Though recycling programmes have existed for decades, with little means of recycling jeans or dresses, of the 100 billion garments bought annually, 92 million tonnes of them get thrown out. By just 2030, that figure is expected to increase by over forty million.
Yet global production continues to surge, doubling between 2000 and 2014 (according to The Economist), as does rampant consumption, with the average consumer purchasing 60% more clothes annually and keeping them for half as long as they did 15 years ago.
It’s an environmental disaster that, despite numerous COP summits and IPCC reports urging the industry to change its ways – and change them soon – shows no signs of abating.
Namely due to the fact that the world’s driest desert (and one of the most inhospitable places on Earth) has become a swiftly swelling graveyard of fast-fashion lines past.
Located in Chile, the arid Atacama is increasingly suffering from pollution, habitat loss, and water contamination as a direct result of our obsession with following trends.
According to the latest UN figures, Chile is the third largest importer of secondhand clothes in the world.

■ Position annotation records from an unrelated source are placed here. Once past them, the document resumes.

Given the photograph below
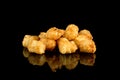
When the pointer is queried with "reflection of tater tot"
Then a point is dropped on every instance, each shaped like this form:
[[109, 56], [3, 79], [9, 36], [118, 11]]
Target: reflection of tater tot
[[85, 44], [86, 33], [65, 46], [37, 47], [42, 35], [27, 39], [54, 33], [71, 32], [50, 44]]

The country, which has long been a hub of secondhand clothing made in Asia and passed through Europe, sees some 60,000 tonnes of unwanted garments arrive each year at its northern Iquique port to be sold throughout Latin America.
Almost all of this waste has come from countries thousands of miles away, including the US, China, South Korea, and the UK.
What isn’t bought or smuggled – a staggering 65% to be exact, the equivalent to the weight of nearly 27,000 compact cars in scrapped fabric – finds its way to Atacama, ending up in rubbish piles you could easily mistake for sand dunes.
#WhatFastFashionIsntShowingYou
The Atacama Desert in Chile. Yup. Another colonial waste site in the global South where non white people live, where donations from wealthier countries end up. 39,000 tons of fast fashion waste you’re looking at here. pic.twitter.com/tb4CShQmW9
— Aja Barber (@AjaSaysHello) November 26, 2021
These mountains of illegally-dumped trash (it’s forbidden to dump textiles in legal landfills because it generates soil instability) are so vast they can even be seen from space.
‘This place is being used as a global sacrifice zone where waste from different parts of the world arrives and ends up around the municipality of Alto Hospicio,’ Ángela Astudillo, co-founder of Desierto Vestido, an NGO aiming to shine a light on this issue, told the Guardian.